Number of errors or unmapped nucleotides (in case of soft-clipping) found at the 5′ end of the reads (left panel), at the 3’ end of the reads, or located elsewhere in the reads (the “int.” panel). For a given read, with a given number of mapping errors, each hit may be aligned in its own way. For instance, a hit could have the first nucleotide unmapped, whereas another hit could have the last nucleotide unmapped. In this configuration, it is not possible to assign a sequence to a 5′ or 3′ RNA edition. These ambiguous reads are listed in the “amb.” column (right panel)

The figure shows that, in some cases, other tools find more RNA editions than srnaMapper, which seemingly contradicts previous results. The first reason is that a given read may be mapped in several ways, with the same number of errors. The second reason is that some of the edited reads map several times. Mapping tools that choose a random location may suggest an RNA edition, which may or may not be observed on other (unreported) hits. When tools reported several hits, we classified as “ambiguous” the RNA editions that were not consistent for each hit (see the “amb.” column of Fig. 7).

Quantification of known miRNAs

We wanted to quantify the expression of known miRNAs in the A. thaliana dataset. This quantification step is not straightforward, since many reads map several times. We used a dedicated quantification tool, mmquant [18], which does handle multi-mapping reads. Informally, mmquant groups two miRNAs if some reads map at two different loci, each one overlapping the two miRNAs.

Fig. 8
figure 8

Quantification of the expression of the most expressed miRNAs families, using different recipes. Micro-RNAs were grouped into pseudo-families, using mmquant [18]

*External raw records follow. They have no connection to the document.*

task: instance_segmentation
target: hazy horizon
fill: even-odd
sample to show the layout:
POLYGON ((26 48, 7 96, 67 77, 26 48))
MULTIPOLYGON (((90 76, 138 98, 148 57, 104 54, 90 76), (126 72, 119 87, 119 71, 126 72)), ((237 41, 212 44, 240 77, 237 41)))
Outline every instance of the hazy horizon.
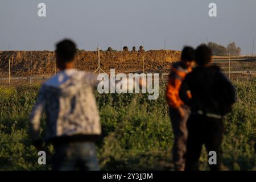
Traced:
MULTIPOLYGON (((146 50, 180 50, 214 42, 226 46, 229 39, 251 54, 256 38, 256 1, 2 0, 0 2, 0 50, 52 51, 55 43, 70 38, 86 51, 108 47, 119 50, 144 46, 146 50), (46 17, 38 5, 46 4, 46 17), (217 17, 208 16, 217 4, 217 17), (122 42, 122 47, 121 42, 122 42)), ((254 52, 256 52, 256 43, 254 52)))

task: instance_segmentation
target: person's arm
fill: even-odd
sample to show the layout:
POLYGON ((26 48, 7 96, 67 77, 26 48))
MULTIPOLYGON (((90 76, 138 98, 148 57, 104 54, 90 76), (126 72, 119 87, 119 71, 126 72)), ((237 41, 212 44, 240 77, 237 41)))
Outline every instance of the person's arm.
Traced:
POLYGON ((190 87, 189 85, 189 75, 187 75, 183 80, 180 86, 179 92, 179 96, 181 100, 184 103, 188 105, 191 106, 191 96, 190 93, 190 87))
POLYGON ((37 147, 40 147, 42 143, 40 139, 40 120, 44 111, 46 103, 44 92, 43 85, 39 92, 38 99, 29 119, 30 134, 33 144, 37 147))

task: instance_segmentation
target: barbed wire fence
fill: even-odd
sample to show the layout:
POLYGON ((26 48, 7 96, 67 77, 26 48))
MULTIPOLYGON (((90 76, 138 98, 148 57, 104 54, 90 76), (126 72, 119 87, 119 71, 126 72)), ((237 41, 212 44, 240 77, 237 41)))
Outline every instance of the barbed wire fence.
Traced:
MULTIPOLYGON (((0 85, 41 83, 58 72, 52 51, 0 52, 0 85)), ((220 67, 232 81, 250 81, 255 76, 255 56, 235 56, 219 47, 212 47, 212 64, 220 67)), ((158 73, 166 81, 171 64, 179 60, 175 51, 78 51, 76 68, 79 70, 109 74, 158 73)))

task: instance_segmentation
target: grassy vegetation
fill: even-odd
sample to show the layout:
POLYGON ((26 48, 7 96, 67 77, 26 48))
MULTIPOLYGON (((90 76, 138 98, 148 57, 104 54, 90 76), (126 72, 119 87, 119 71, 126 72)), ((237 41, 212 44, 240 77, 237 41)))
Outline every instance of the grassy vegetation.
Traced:
MULTIPOLYGON (((255 170, 256 82, 235 82, 239 98, 225 119, 223 169, 255 170)), ((173 135, 162 86, 159 97, 96 93, 102 139, 97 144, 102 169, 170 169, 173 135)), ((38 164, 28 135, 28 117, 39 85, 0 87, 0 169, 49 169, 38 164)), ((45 117, 42 118, 42 128, 45 117)), ((52 146, 48 146, 50 154, 52 146)), ((51 155, 48 159, 50 160, 51 155)), ((205 149, 200 168, 208 169, 205 149)))

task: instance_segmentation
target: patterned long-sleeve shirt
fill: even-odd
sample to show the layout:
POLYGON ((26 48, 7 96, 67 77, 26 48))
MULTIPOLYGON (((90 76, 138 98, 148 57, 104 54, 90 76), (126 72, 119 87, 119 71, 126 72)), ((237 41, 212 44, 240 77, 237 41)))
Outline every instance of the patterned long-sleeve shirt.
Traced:
POLYGON ((96 77, 90 73, 67 69, 42 86, 30 122, 33 140, 40 135, 40 118, 46 114, 45 139, 75 135, 100 135, 101 125, 93 90, 96 77))

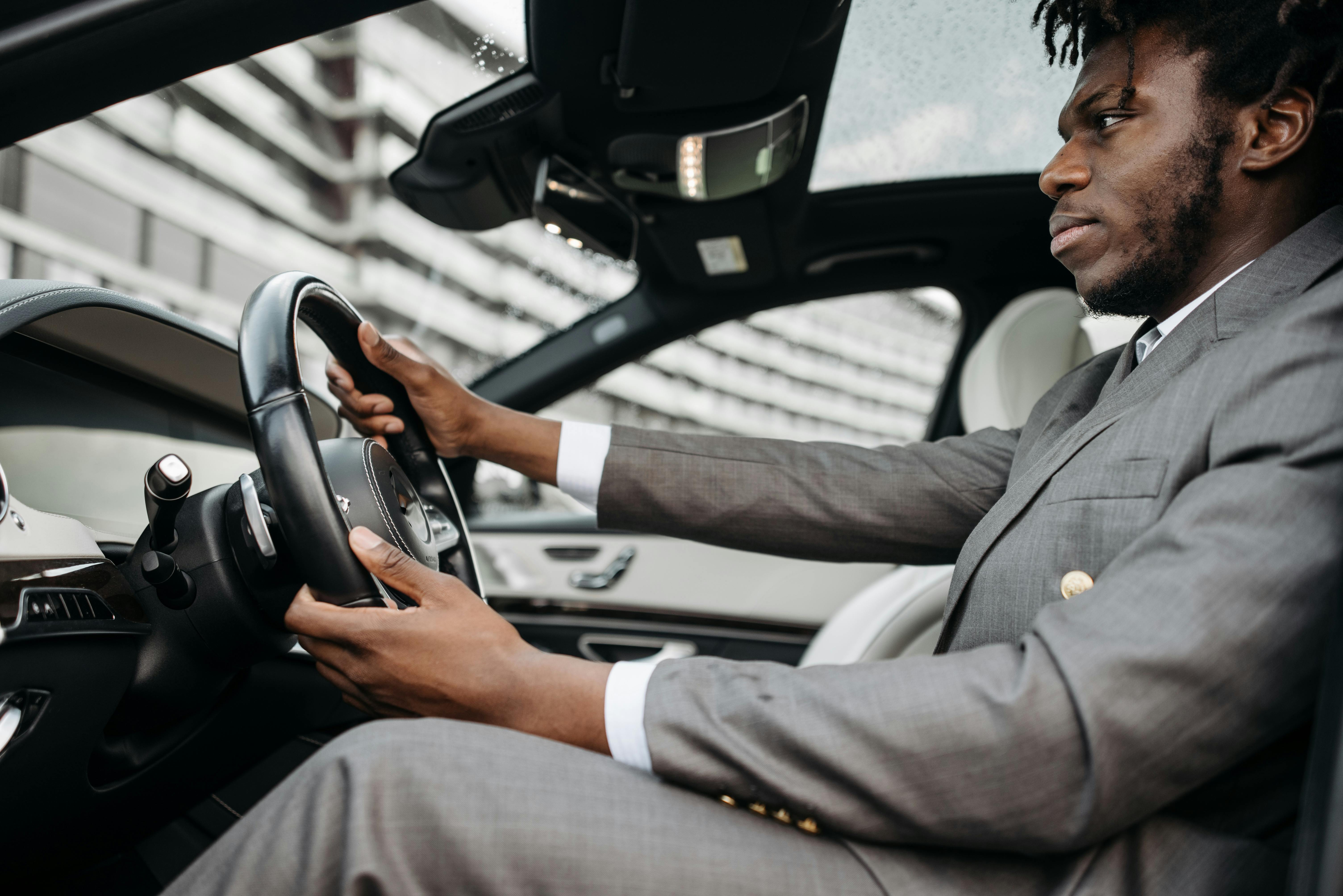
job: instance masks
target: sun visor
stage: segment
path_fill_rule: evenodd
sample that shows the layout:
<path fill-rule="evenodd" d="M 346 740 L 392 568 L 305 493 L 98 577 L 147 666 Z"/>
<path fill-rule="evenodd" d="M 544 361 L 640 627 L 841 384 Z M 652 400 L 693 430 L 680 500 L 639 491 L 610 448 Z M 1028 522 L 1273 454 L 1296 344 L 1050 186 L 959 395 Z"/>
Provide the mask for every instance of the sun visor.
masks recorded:
<path fill-rule="evenodd" d="M 529 71 L 451 106 L 424 129 L 392 192 L 442 227 L 485 231 L 532 215 L 537 166 L 559 131 L 559 95 Z"/>
<path fill-rule="evenodd" d="M 760 99 L 779 83 L 808 7 L 825 0 L 624 0 L 620 48 L 606 64 L 626 111 Z M 614 64 L 611 64 L 614 63 Z"/>

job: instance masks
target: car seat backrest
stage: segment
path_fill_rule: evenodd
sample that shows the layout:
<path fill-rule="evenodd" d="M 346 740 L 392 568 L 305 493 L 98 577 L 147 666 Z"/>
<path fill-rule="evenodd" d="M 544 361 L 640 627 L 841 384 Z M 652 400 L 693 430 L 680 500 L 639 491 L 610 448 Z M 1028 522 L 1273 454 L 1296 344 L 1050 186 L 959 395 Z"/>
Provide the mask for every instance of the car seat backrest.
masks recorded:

Figure 8 shows the quantification of the expression of the 6 most expressed miRNA families. For instance, MIR165 contains 2 members, and MIR166 contains 18 members. Both miRNAs are grouped by mmquant, because they actually belong to the same family (called MIR166), and mature miRNAs are almost identical. We confirmed that all the multi-mapping tools do map many reads either the MIR165 loci, or to the MIR166 loci. Note that the groups are actually formed with no prior information, simply because hits of the same read colocalize with several members of a given family.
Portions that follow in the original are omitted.